Den richtigen Griff immer wieder üben

Sportler, die neu mit Badminton beginnen, sind in Sachen Schlägerhaltung noch ein unbeschriebenes Blatt. Sie können alle wichtigen Haltungen lernen – sie können aber auch gleich zu Beginn einige Fehler machen, die später nur schwer zu korrigieren sind. Deshalb empfiehlt es sich, die ersten Badminton-Stunden mit einem Trainer oder zumindest mit einem erfahrenen Spieler zu verbringen. Besonders verpönt ist der sogenannte „Bratpfannengriff“, bei dem der Schläger wie eine Pfanne gehalten wird. Die Bespannung darf sich aber nicht in einer waagerechten Position befinden, sondern muss senkrecht stehen.

 

 

Den Schläger wie eine Pinzette halten

Erst wenn der Grundgriff „sitzt“, sollten sich Einsteiger mit den weiteren Techniken wie dem Pinzettengriff beschäftigen. Diese Art, den Badminton-Schläger zu halten, erinnert tatsächlich an den Umgang mit einer Pinzette: Der Griff wird hier nicht fest umklammert, sondern nur locker umfasst.
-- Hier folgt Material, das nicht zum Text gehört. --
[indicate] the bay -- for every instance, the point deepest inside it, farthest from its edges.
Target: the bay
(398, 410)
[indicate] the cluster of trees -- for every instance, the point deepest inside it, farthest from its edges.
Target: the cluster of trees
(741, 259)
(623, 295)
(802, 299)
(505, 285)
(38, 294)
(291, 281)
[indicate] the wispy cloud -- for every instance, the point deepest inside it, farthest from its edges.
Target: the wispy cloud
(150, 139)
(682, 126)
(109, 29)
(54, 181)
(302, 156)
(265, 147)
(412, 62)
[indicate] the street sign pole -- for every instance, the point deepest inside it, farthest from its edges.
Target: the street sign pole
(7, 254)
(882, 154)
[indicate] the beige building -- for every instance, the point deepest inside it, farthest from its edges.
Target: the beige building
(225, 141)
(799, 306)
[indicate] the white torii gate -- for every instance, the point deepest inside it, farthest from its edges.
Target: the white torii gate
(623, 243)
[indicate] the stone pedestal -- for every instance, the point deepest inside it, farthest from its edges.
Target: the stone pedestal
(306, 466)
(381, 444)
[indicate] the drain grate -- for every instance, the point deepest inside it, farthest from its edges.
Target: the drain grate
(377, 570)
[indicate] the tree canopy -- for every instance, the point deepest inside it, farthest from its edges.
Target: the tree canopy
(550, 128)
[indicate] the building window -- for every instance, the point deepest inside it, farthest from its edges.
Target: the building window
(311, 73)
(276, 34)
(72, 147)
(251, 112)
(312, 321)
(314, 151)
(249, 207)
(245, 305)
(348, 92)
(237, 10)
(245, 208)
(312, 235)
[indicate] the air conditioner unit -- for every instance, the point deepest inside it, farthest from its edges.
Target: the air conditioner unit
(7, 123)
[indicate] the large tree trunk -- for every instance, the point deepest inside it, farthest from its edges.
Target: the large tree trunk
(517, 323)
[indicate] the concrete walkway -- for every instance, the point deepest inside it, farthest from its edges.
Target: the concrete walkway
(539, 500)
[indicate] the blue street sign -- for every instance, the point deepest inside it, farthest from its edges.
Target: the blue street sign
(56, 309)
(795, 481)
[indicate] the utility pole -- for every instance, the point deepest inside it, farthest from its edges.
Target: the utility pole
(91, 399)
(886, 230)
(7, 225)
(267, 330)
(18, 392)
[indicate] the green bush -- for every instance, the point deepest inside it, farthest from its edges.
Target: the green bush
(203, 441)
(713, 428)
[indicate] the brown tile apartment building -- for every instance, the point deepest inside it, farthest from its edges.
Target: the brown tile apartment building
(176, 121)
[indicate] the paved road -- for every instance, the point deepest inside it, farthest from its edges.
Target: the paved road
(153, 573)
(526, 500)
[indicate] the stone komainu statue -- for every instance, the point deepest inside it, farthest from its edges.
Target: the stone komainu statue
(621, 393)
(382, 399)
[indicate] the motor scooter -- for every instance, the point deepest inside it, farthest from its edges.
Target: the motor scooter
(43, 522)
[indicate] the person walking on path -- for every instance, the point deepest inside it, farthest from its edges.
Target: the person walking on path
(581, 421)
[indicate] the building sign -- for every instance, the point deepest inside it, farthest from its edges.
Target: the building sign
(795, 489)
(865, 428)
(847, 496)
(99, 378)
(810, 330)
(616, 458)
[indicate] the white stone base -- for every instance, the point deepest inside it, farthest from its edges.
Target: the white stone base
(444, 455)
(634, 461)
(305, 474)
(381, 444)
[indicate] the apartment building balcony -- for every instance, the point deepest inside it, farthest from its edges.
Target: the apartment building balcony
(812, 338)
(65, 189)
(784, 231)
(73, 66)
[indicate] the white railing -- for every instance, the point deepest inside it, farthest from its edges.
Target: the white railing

Der Schläger ruht zwischen dem Daumen und den anderen Fingern und hat dabei ein gewisses „Spiel“. Genau diese Tatsache ermöglicht es, den Ball sehr gefühlvoll und mit höchster Präzision zu schlagen. Das ist die Spielweise, die beim Agieren unmittelbar am Netz gefragt ist. Hier geht es nicht um weite und hohe Schläge, sondern um möglichst präzise übers Netz gelupfte Bälle, die für den Gegner nur schwer zu erreichen sind.

 

 

Der richtige Griff für jeden Ball

Der Pinzettengriff ist nur eine von vielen Grifftechniken, die man beim Badminton beherrschen sollte. Am häufigsten benutzt man den V-Griff, bei dem Daumen und Zeigefinger auf der breiten Seite des Griffs ein „V“ ergeben. Dieser Universalgriff ist in den meisten Situationen die richtige Wahl, so etwa bei den typischen Vorhandschlägen wie Drop, Smash oder Clear. Wer den Ball mit der Rückhand in die gegnerische Hälfte befördern will, nutzt in der Regel den Daumengriff. Anders als bei der Vorhand steht hier die Innenfläche der Hand nicht zur Verfügung, um Kraft und Schwung zu geben. Diese Aufgabe muss beim Daumengriff der Daumen übernehmen. Der Wechsel zwischen den einzelnen Grifftechniken, zum Beispiel vom Universalgriff zum Pinzettengriff, erfolgt fließend. Wer schon länger Badminton spielt und eine gewisse Routine entwickelt hat, der verändert seinen Griff beinahe automatisch, sobald er den nächsten Ball auf sich zukommen sieht.